A finalidade óbvia do processo é alcançar soluções aos conflitos, em conformidade ao direito, da forma mais rápida possível. Porém esse objetivo não pode ser obtido de forma desorganizada, em prejuízo do próprio direito. Por isso, alguns princípios basilares devem ser observados, como por exemplo, o contraditório. Se não é facultado ao oponente manifestar-se sobre a pretensão do outro, é muito provável que a decisão seja arbitrária. Algumas formalidades legais, portanto, são indispensáveis exatamente para assegurar a aplicação desses princípios.

É preciso ter consciência de que o processo existe por uma necessidade instrumental. Não é um fim em si mesmo, mas caminho para alcançar um objetivo que lhe transcende. A forma deve observar sua vinculação e submissão ao direito material, prestando-se à satisfatória garantia deste. Caso contrário, por sua manifesta inocuidade, termina por mostrar-se dispensável. Ao exemplo para facilitar a compreensão.

As intimações têm por objetivo comunicar a prática de atos processuais, podendo ser uma decisão, o resultado de uma perícia ou uma manifestação da parte contrária. Não se descura que a legislação estabelece como a intimação deva ser realizada.
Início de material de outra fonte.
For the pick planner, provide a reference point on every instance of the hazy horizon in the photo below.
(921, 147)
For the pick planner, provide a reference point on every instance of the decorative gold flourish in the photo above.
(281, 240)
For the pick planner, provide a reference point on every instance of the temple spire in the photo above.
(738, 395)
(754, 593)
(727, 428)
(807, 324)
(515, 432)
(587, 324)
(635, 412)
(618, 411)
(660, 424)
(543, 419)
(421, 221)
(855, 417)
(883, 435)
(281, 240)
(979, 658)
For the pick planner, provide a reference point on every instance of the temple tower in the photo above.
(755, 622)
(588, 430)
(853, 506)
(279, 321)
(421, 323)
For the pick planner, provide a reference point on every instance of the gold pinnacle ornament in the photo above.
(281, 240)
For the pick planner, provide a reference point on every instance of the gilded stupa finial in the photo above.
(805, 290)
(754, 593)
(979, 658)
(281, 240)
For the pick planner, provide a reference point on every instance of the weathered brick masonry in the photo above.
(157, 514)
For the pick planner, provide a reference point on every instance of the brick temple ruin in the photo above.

Mas cabe indagar se, operacionalizada por outra forma, atingida a finalidade de comunicação do ato, ainda assim é necessária a forma prevista na lei?

Supondo que todas as intimações devam ser realizadas por oficial de justiça, acaso o interessado seja cientificado do ato por via eletrônica, correio ou qualquer outro instrumento, a finalidade de comunicação restará prejudicada?
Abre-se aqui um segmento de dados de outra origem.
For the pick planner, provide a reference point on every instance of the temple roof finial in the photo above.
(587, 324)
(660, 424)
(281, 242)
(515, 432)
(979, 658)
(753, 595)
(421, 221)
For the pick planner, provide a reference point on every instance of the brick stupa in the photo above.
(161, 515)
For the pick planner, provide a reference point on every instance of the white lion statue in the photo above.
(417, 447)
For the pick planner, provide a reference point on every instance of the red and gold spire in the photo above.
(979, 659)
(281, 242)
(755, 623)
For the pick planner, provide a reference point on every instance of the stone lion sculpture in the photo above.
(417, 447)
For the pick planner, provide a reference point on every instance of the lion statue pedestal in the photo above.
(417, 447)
Por algum motivo a legislação impõe certas formalidades. O mais evidente é a comprovação de que o interessado foi efetivamente comunicado do ato. Porém a comprovação desse conhecimento pode ser feita de modo diverso ao daquele estabelecido na legislação.

Aquele que, presente no julgamento, toma ciência do seu resultado, estará autorizado a invocar formalidade processual relacionada à intimação como prevista em lei? Qual é a finalidade da intimação neste caso, uma vez que já ciente a parte do resultado do julgamento? Prevendo a lei que mesmo nesta hipótese a parte deva ser intimada pessoalmente por oficial de justiça, pode a regra sobrepor-se à realidade fática apenas para exercício de dispensável, por inoperante, ficção?
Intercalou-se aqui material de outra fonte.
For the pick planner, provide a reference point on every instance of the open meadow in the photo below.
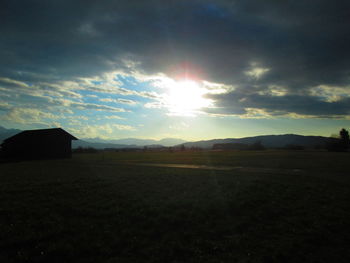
(262, 206)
Como visto, deve haver alguma justificativa para determinada formalidade. Contudo, faltando-lhe o fundamento, a simples referência à previsão legal é insuficiente para exigir o respectivo cumprimento. A ética, então, deve entrar em campo. Voltando à hipótese versada, cumpre indagar se a parte que, mesmo cientificada do ato, ainda assim exige intimação por oficial de justiça estará agindo eticamente.

Nessa situação há quem apele a velho argumento: direito não se confunde com ética ou moral. Decerto que não se confundem. Mas princípios éticos não podem orientar questões jurídicas? Quem responder negativamente não estará legitimando regimes jurídicos, como o nazista, que autorizaram carnificinas?

A visão que preconiza o direito despido de qualquer noção ética acaba por autenticar o voto secreto dos parlamentares. Se há autorização legal, está encerrada a discussão. O campo ético é privativo dos filósofos. Será mesmo?

Conta-se aos milhares apenas as leis ordinárias do país, a forma mais comum de manifestação legislativa. Acresça-se a esse espantoso número o não menos surpreendente de outras disposições normativas e concluir-se-á que falta de lei não é problema. Parodiando Mário de Andrade, pela boca de Macunaíma, muita lei e pouca ética, os males do Brasil são.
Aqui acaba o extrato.